To quote this afternoon’s Facebook post:
The ‘forgotten’ job from last summer’s stripping: clean back the central section of forecabin deckhead where lining material gets glued direct to the hull. Two solid days’ work to take off the old glue (and ultimately most of the paint) without simply redistributing sticky ridges of gluepaint!
It’s not really so much the forgotten job as the one that got consciously left to get on with the major construction work (and consider how to do it!) then not done because there was never a right time for the mess it was going to make with painting and varnishing of some parts also started.
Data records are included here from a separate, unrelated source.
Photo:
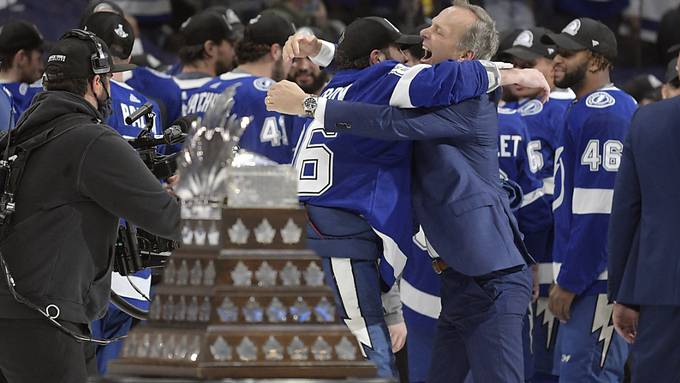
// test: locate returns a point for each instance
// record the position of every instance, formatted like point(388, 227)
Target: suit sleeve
point(446, 83)
point(113, 175)
point(625, 218)
point(394, 124)
point(593, 187)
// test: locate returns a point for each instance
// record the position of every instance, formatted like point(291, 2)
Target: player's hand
point(398, 336)
point(535, 286)
point(625, 321)
point(560, 301)
point(301, 45)
point(528, 78)
point(285, 97)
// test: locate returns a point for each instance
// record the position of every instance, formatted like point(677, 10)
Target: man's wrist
point(325, 55)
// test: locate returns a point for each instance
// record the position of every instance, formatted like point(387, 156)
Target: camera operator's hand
point(171, 182)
But it’s done now, and more thoroughly than originally planned when I theoretically only had to get the glue (but try taking the glue without at least some of the paint!). The trick, after rejecting various options including trying to clean the glue with thinners, is to run a nylon wheel brush quite slowly on a electric drill, angling it wherever possible to strip glue and paint cleanly without grooving the resin, which can happen with perpendicular brush even at slower speeds if you’re not careful. [Edit: see subsequent post re. the grooving.] It’s patient, patient work also requiring some careful power-filing, hand-sanding and scraping in corners where the drill/brush combination won’t go, but seems to have come up well with just one pre-existing little void in the web glassing curved former to foredeck exposed to repair and a couple more tiny spots I might fill before re-lining. I’d already removed a great wadge of unnecessary car body filler from up the hollow side of the mast platform when I stripped the old linings last year, and found some more doing nothing today (now gone!) out in the open to starboard of that.